We introduce a Statistical Approach via Pseudo-value Information and Estimation for Differential Network Analysis (SOHPIE; pronounced as “Sofie”) [1]. This is a regression modeling method for differential network (DN) analysis that can include covariate information in analyzing microbiome data.
Please install these R packages prior to use SOHPIE-DNA.
# library(robustbase) # To fit a robust regression.
# library(parallel) # To use mclapply() when reestimating the association matrix.
# library(dplyr) # For the convenience of tabulating p-values, coefficients, and q-values.
# library(fdrtool) # For false discovery rate control.
# library(gtools) # To estimate an association matrix via SparCC.
Two sample datasets are available in this package. One (combinedamgut
) is from the American Gut Project [2] and contains 138 taxa and 268 subjects. In this user manual, the first 30 out of 138 taxa will be used for the simple demonstration purpose. The other (combineddietswap
) is from the geographical epidemiology study of diet swap intervention [3] that includes 112 taxa with 37 subjects (20 African Americans from Pittsburgh and 17 rural South Africans). The full data of each study are available in the SpiecEasi and microbiome R packages, respectively.

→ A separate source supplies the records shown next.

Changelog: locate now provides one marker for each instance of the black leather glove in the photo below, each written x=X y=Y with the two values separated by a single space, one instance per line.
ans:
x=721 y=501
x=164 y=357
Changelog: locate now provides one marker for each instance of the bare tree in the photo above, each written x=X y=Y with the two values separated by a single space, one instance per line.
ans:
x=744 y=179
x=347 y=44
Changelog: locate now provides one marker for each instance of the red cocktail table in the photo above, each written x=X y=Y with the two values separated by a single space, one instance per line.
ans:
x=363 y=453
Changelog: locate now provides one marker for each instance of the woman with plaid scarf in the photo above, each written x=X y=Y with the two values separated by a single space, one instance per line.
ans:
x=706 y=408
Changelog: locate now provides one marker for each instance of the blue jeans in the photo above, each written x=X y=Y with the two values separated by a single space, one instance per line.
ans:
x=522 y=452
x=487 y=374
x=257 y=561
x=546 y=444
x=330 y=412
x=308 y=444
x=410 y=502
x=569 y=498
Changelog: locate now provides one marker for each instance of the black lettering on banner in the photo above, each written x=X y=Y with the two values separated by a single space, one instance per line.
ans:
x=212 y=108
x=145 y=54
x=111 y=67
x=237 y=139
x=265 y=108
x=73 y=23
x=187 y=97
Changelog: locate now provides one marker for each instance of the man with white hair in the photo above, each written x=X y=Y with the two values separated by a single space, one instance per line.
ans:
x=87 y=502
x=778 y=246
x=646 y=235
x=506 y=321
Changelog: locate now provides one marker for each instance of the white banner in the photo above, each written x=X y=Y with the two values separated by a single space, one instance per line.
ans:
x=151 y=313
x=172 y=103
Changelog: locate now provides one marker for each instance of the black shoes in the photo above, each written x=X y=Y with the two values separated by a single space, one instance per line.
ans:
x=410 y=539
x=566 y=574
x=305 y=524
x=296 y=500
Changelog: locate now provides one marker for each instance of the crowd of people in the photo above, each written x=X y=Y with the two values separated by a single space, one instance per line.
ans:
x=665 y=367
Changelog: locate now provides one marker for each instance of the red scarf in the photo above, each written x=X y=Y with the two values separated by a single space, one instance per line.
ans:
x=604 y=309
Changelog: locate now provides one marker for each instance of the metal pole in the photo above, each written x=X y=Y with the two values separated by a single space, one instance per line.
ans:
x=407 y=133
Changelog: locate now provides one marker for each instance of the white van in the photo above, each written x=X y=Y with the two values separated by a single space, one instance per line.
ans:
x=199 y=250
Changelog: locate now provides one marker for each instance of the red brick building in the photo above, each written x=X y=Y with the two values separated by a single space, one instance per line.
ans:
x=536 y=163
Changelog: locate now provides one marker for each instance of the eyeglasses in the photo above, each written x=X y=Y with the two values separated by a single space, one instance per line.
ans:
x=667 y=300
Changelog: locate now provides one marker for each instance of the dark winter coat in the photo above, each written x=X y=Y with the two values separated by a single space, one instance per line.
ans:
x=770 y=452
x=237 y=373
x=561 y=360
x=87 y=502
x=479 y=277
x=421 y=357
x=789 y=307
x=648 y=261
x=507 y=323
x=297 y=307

The main grouping variable will be the indicator variable for the status of living with a dog. After the data processing, the indices of subjects will be available for each ‘Not living with a dog (Group A)’ vs. ‘Living with a dog (Group B).’ We need these indices for the estimation of group-specific \(p \times p\) association matrices (and re-estimation of association matrices for pseudo-value calculations later).
# Note: Again, we will use a toy example with the first 30 out of 138 taxa.
OTUtab = combinedamgut[ , 8:37]
# Clinical/demographic covariates (phenotypic data):
# Note: All of these covariates in phenodat below will be included in the regression
# when you use SOHPIE_DNA function later. Please make sure
# phenodat below include variables that will be analyzed only.
phenodat = combinedamgut[, 1:7] # first column is ID, so not using it.
# Obtain indices of each grouping factor.
# In this example, a variable indicating the status of living with a dog was chosen (i.e. bin_dog).
# Accordingly, Groups A and B imply living without and with a dog, respectively.
newindex_grpA = which(combinedamgut$bin_dog == 0)
newindex_grpB = which(combinedamgut$bin_dog == 1)
Upon our data processing step above is complete, we can then fit a pseudo-value regression using SOHPIE_DNA
function. An important note! Please provide the object name of each OTU table and clinical/demographic data (i.e. metadata) separately in the function. In addition, you must indicate the object names of the indices for each group of a binary indicator variable that is used as a main predictor variable (e.g. living with a dog vs. without a dog).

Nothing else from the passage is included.